Exactly ? different pairs of integers (x,y) represent points on the circle x^2 + y^2 = 25.
A. 12
B. 8
C. 6
D. 4
To find the number of different pairs of integers (x,y) that represent points on the circle x^2 + y^2 = 25, we can use the following approach:
Step 1: List all possible integer values for x and y within a certain range.
Since the equation is x^2 + y^2 = 25, we know that the maximum absolute value of x or y can be 5, since 5^2 = 25. Therefore, we can list all possible integer values for x and y by considering all integers from -5 to 5.
Step 2: Substitute the values of x and y into the equation x^2 + y^2 = 25.

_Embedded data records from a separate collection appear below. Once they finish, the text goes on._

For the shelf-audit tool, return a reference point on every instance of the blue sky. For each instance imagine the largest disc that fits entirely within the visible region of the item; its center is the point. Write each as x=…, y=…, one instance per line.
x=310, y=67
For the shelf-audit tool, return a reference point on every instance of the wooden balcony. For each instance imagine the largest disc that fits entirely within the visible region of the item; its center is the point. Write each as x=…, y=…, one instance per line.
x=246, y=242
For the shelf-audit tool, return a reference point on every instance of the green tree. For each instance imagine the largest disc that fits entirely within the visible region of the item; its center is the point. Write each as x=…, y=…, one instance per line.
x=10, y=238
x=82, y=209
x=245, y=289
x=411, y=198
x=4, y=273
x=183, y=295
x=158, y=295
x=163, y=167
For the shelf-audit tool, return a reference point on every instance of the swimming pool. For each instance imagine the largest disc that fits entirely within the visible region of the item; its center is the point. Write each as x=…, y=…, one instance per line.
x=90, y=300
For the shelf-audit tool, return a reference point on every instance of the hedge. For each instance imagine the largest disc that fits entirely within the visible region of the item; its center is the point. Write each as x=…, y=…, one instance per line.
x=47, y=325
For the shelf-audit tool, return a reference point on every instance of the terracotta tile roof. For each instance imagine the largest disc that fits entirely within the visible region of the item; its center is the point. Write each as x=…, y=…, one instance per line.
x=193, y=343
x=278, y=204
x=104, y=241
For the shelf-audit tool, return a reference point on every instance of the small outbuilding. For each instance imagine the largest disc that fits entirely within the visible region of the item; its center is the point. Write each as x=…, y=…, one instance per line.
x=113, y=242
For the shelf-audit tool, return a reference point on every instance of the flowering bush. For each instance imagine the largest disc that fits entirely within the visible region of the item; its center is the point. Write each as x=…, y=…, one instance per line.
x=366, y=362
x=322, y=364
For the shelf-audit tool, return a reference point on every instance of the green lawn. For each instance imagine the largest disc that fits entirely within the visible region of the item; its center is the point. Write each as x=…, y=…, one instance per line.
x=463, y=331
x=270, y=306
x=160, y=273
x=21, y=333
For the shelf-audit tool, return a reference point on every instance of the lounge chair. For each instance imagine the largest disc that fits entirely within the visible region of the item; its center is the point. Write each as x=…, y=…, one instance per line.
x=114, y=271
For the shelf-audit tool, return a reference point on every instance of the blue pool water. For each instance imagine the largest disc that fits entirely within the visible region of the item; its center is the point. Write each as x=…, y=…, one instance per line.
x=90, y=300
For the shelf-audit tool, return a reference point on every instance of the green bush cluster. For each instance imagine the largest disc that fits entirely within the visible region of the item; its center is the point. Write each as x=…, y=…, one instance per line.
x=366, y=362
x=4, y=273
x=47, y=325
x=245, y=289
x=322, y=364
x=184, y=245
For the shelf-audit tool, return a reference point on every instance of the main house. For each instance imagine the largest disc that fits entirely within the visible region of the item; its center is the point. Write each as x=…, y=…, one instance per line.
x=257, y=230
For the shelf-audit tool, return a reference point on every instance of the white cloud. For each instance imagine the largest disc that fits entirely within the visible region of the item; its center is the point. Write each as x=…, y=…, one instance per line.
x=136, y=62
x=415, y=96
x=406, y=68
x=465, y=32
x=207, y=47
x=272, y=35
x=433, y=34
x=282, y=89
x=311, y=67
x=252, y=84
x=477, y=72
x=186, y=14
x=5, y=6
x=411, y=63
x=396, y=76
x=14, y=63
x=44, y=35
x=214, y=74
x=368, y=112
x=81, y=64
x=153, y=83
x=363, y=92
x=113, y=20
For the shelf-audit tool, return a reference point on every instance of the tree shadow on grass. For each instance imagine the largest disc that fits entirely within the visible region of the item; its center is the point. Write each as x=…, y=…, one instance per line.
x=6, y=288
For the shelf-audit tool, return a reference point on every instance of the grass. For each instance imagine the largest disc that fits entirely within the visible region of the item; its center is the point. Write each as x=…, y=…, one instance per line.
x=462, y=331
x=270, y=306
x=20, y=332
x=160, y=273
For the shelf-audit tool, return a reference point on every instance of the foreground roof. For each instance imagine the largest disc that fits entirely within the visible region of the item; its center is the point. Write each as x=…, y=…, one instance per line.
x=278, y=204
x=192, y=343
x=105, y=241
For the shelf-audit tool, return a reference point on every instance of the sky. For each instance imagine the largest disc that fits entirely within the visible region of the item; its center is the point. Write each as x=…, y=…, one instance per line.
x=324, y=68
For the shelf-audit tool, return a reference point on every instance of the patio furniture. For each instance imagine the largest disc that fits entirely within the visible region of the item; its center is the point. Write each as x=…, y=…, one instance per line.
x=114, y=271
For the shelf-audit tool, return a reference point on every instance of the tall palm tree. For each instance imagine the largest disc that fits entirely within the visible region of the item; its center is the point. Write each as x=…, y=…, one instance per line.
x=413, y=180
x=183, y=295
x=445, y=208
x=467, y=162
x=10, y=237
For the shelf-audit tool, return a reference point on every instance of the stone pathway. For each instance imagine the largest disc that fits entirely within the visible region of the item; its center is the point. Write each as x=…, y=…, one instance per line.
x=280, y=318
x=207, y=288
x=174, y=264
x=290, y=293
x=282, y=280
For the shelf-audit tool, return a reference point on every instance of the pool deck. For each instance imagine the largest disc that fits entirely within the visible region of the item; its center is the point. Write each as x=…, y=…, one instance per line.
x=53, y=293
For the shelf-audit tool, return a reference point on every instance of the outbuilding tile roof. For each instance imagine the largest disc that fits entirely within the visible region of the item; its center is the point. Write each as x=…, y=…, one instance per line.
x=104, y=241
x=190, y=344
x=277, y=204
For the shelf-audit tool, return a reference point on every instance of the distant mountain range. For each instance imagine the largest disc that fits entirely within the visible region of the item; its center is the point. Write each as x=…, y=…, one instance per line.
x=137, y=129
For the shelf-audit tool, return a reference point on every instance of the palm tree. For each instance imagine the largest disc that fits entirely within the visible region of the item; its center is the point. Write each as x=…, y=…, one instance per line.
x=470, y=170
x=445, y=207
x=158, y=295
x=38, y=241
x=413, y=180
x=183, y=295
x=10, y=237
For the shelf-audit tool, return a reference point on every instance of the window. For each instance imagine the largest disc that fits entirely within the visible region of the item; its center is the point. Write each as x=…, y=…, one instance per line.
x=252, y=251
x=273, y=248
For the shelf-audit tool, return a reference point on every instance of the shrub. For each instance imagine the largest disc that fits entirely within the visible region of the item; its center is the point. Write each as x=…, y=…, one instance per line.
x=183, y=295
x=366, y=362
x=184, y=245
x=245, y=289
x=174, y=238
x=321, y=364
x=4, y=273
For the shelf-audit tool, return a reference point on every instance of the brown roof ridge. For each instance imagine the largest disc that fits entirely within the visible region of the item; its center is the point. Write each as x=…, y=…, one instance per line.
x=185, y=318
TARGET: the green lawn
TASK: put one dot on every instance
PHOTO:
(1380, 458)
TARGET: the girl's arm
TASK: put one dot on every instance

For each pair of values (x,y), substitute them into the equation to check if they satisfy the equation x^2 + y^2 = 25. If the equation is true, then the pair (x,y) represents a point on the circle.
Step 3: Count the number of valid pairs.
Count the number of pairs that satisfy the equation x^2 + y^2 = 25. Each valid pair represents a unique point on the circle.
By following this approach, we can determine the number of different pairs of integers (x,y) that represent points on the circle x^2 + y^2 = 25.
Now let's go through the steps:
Step 1: List all possible integer values for x and y.
The possible integer values for x and y are: -5, -4, -3, -2, -1, 0, 1, 2, 3, 4, and 5.
Step 2: Substitute the values of x and y into the equation.
Substituting the values of x and y into the equation x^2 + y^2 = 25, we get:
(-5)^2 + (-4)^2 = 25 (valid)
(-5)^2 + (-3)^2 = 34 (not valid)
(-5)^2 + (-2)^2 = 29 (not valid)
(-5)^2 + (-1)^2 = 26 (not valid)
(-5)^2 + (0)^2 = 25 (valid)
(-5)^2 + (1)^2 = 26 (not valid)
...
(5)^2 + (3)^2 = 34 (not valid)
(5)^2 + (4)^2 = 41 (not valid)
(5)^2 + (5)^2 = 50 (not valid)
Step 3: Count the number of valid pairs.
By counting the number of valid pairs, we find that there are 4 different pairs of integers (x,y) that represent points on the circle x^2 + y^2 = 25.
Therefore, the correct answer is option D. 4.